By Ekta R. Garg
June 21, 2017
For more experienced writers needing a burst of inspiration, Colum McCann’s Letters to a Young Writer fits neatly into the repertoire of handy writing books.
He begins his collection of letters with a quote from Rainer Maria Rilke: “Nobody can advise you and help you, nobody. There is only one way. Go into yourself.” McCann uses the quote as a disclaimer, to remind writers that even as he offers guidance he does so with the caveat that ultimately a writer has to decide for himself or herself how much of that instruction to apply.
The trick, of course, is to understand the rules and know how to apply them before breaking them.
McCann says he wants Letters to a Young Writer to act more as a casual conversation. He doesn’t want writers to follow it like a manual or to perceive it as a tirade on the rights and wrongs of writing. More than anything, he says, he wants readers of the book to learn about the burning need to write and to strive for the best writing they can achieve.

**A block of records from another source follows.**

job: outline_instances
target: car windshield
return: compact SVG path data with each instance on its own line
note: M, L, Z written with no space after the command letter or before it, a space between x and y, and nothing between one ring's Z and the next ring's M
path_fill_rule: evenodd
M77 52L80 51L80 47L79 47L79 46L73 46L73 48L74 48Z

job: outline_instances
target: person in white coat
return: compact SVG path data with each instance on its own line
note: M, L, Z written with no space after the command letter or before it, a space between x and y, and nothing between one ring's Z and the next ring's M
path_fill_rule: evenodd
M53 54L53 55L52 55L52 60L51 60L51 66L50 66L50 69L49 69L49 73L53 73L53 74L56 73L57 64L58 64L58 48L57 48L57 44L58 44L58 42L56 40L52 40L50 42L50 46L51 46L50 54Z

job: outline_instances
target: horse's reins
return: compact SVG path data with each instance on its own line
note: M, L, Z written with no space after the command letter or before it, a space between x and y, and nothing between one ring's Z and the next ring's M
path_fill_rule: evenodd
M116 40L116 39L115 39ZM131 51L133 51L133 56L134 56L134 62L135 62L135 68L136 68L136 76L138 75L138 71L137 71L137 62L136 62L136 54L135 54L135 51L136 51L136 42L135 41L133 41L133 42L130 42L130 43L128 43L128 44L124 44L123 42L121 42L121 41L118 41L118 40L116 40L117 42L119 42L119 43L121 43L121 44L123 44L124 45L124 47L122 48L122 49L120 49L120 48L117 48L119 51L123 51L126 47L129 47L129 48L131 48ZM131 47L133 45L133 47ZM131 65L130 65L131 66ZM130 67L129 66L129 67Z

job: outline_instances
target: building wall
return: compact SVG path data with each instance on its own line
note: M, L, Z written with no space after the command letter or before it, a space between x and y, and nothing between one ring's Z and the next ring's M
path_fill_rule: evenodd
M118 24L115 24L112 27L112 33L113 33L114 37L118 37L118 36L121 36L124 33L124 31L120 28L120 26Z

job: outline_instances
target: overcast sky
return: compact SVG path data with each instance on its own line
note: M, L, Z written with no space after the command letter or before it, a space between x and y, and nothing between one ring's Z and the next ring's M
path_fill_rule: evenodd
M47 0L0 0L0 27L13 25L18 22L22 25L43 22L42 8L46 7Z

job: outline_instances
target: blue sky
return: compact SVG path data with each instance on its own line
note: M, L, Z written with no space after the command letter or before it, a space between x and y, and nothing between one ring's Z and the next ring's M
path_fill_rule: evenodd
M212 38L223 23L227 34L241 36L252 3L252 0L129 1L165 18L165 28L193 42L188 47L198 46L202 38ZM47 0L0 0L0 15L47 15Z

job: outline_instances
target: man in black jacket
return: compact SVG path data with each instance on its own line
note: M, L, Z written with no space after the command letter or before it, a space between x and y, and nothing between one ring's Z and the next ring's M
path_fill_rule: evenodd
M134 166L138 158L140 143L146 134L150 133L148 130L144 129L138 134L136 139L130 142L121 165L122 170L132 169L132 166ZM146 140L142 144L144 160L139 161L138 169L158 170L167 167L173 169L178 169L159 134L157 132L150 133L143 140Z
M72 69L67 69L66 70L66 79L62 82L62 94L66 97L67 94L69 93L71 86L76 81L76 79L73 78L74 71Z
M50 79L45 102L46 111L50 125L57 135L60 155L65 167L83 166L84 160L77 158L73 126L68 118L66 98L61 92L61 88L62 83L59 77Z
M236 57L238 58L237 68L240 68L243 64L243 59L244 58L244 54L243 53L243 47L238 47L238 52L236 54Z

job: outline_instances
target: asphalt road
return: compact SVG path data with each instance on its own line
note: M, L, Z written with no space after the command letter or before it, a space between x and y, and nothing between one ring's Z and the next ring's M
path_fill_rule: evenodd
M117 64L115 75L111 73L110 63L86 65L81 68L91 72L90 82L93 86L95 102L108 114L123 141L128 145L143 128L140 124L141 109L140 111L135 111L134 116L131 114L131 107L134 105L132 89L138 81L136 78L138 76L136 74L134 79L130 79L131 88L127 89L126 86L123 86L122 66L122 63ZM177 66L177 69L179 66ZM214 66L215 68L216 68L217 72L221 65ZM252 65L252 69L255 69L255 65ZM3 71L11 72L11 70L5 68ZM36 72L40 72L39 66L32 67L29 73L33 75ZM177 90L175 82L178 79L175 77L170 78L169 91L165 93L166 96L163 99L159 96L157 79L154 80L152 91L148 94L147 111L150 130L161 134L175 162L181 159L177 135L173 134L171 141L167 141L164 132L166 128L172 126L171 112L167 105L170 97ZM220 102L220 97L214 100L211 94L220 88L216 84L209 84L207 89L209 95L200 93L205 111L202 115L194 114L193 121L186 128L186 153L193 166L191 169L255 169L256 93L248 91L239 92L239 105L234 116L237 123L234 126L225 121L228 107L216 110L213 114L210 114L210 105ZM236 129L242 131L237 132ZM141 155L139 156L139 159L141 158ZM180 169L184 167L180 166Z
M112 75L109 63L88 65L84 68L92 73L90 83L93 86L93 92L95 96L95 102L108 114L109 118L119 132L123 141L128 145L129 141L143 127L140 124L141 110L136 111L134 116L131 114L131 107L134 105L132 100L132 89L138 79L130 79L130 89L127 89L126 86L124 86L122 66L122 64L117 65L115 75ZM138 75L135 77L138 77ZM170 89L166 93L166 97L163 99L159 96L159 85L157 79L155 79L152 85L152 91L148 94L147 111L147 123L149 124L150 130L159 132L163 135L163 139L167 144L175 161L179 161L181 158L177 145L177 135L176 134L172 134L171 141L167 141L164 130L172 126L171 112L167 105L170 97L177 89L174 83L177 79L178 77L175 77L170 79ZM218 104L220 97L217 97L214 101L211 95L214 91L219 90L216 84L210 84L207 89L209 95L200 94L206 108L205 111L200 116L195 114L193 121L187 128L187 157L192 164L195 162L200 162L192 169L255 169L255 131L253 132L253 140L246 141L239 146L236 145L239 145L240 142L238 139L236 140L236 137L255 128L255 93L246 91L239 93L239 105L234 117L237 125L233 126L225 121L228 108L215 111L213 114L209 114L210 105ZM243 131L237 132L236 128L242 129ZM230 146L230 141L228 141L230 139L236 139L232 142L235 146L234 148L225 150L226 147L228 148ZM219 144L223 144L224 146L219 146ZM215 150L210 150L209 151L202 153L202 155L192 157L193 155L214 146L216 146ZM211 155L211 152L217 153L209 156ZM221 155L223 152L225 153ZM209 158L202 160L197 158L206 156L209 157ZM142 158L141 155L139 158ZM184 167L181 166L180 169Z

The essays touch on a variety of topics that, at first glance, will feel familiar to anyone who has spent some time researching how to write well. McCann cautions writers against writing only what they know, encouraging them instead to write towards a topic they want to explore further. He tackles the fear every writer experiences at one time or another in confronting an empty page. He even encourages writers to take a break from the actual writing and to leave their creative spaces to engage with the world every now and again, remembering to take a notebook with them to jot down any bursts of inspiration for later.
A quick rundown of the table of contents reveals the nuts and bolts of writing: punctuation; dialogue; the importance of research; tackling structure; the cruciality of reading broadly; staying open to failure. In essay form, each letter may seem short, but writers shouldn’t let the lengths of the pieces deceive them. McCann makes sure to use every inch of space of every letter to drive home points that every writer needs to remember.
New writers might find some of the advice almost counterintuitive. For example, why should someone embrace failure or expect that s/he will write at least one bad book (and some people have many bad books)? Granted, Letters… is not for the faint of heart. A person just beginning on his/her writing career may want to steer clear of this collection; it’s geared more toward someone who has already spent time and energy building a career.
The book, then, functions as much as a pick-me-up as a tutorial on how to approach the writing life. Writers seasoned and amateur alike will find quite a bit of value in owning a copy of the book. I recommend writers Bookmark Letters to a Young Writer.